En décembre 2002, Mario Gonzalez, spécialiste du masque et de la commedia dell’arte, présentait à Rouen une mise en scène de Dom Juan. La pièce était jouée par trois comédiens seulement, l’un pour le rôle-titre, les deux autres, masqués, se répartissant le reste des personnages. Le choix du masque exclut l’intériorité du jeu : c’est le geste, et non la voix, qui remplace l’expressivité du visage. D’où le parti-pris, dans cette mise en scène, de la farce : masques grotesques (Sganarelle), silhouettes caricaturales (Pierrot obèse ou Don Louis nabot). Quelques spectateurs étaient horrifiés par la « vulgarité » d’un spectacle qui, entre autres, faisait d’Elvire une harpie…

Les choses sont plus complexes : comment, en effet, représenter Dom Juan ? Ce qui caractérise ce texte, c’est son caractère composite, atypique dans le répertoire dit classique. On y trouve certes le sublime tragique, mais aussi le trivial (Sganarelle chiant dans les buissons). Deux possibilités : soit on joue le jeu de la diversité, de l’éclatement, mais dans la déconstruction le spectacle risque la dispersion ; soit on choisit parmi les virtualités du texte une perspective particulière, que l’on impose à l’ensemble. C’est le cas d’une lecture « noble » de la pièce de Molière, dont les temps forts seront par exemple les deux scènes d’Elvire ou l’entrevue avec Don Louis.

Dans la mise en scène de Gonzalez, ce n’était pas à proprement parler une « lecture », mais un style de jeu qui était imposé à la pièce : celui de la commedia dell’arte, ou même du théâtre de marionnettes.
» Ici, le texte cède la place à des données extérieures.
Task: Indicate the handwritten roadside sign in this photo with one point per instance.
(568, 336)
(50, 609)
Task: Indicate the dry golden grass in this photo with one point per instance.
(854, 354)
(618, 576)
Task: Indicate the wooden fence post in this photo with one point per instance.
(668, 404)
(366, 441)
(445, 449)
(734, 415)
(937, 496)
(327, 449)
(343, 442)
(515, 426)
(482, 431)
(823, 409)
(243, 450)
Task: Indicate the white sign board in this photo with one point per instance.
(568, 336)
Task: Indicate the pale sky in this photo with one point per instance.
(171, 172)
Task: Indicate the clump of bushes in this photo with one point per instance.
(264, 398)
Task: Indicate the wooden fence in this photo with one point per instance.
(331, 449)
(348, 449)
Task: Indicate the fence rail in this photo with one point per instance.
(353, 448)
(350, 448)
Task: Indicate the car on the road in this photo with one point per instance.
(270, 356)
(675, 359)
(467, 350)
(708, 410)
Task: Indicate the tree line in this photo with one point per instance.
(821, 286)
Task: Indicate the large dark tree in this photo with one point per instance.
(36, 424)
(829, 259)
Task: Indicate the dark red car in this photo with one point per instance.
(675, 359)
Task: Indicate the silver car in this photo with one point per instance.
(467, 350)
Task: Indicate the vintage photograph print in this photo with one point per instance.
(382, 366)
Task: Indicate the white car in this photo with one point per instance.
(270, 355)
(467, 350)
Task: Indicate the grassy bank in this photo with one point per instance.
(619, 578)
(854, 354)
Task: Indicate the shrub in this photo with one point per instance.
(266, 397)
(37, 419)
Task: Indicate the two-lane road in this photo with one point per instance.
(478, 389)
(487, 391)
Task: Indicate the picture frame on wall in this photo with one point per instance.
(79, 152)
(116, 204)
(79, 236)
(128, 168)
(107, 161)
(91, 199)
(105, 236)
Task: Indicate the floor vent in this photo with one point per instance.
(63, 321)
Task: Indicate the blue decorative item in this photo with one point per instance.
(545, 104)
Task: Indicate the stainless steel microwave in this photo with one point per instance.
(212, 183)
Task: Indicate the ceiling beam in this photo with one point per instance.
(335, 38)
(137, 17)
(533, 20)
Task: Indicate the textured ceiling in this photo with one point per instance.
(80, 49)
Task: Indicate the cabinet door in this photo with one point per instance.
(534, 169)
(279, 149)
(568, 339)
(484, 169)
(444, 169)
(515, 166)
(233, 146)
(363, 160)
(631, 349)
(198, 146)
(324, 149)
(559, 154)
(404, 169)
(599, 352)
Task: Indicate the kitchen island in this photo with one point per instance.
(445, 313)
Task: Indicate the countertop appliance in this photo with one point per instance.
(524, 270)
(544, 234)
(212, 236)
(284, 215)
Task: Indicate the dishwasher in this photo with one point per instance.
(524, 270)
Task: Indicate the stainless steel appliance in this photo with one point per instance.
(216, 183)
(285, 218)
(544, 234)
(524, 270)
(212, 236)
Les effets de sens ne naissaient pas d’une interprétation du texte, mais de la mise en œuvre d’une technique théâtrale, celle de la farce. En ressortaient avec force un Sganarelle très convaincant, l’acte des paysans ou la scène de M. Dimanche, entre autres. Elvire hystérique ? C’est peut-être ainsi que la voit Don Juan. Ce masque grimaçant devient comme la projection de sa propre répulsion. Don Louis, un nain que Don Juan soulève dans ses bras et dépose sur un tabouret ? C’est une forte image de la relation complexe du père et du fils. M. Dimanche devenu Mme Dimanche, puisque joué nécessairement par la comédienne de cette distribution réduite ? Cela permet d’entendre dans les répliques de Don Juan les mots de la séduction érotique.

Mais cet exercice, réussi en tant que tel, atteignait aussi ses limites : certes, il rappelait avec vigueur qu’il y a aussi de la farce dans Dom Juan, mais montrait aussi que ce type de jeu ne permet pas de donner sens à l’ensemble du texte. C’est sans doute le lot de toutes les perspectives particulières qu’on veut lui imposer.

Et Don Juan ? Paradoxalement, la forte unité de cette mise en scène faisait éclater la cohérence du personnage, le seul à participer de tous les registres de la pièce, du trivial au sublime : il était séducteur préoccupé de son corps, mécanique érotique parfois proche du Casanova de Fellini, pantin pathétique, mais aussi incarnation de la liberté, pessimiste qui sait d’avance l’impasse de sa révolte, plus crépusculaire que dominateur : l’absence de masque devenait le signe d’une indétermination, d’une fragilité : Et si le double de Don Juan c’était le Commandeur, sans masque lui non plus, qui l’entraînait à la fin loin de son enfer terrestre vers des flammes qui brûlaient bien peu et qui étaient – enfin – hors du théâtre ?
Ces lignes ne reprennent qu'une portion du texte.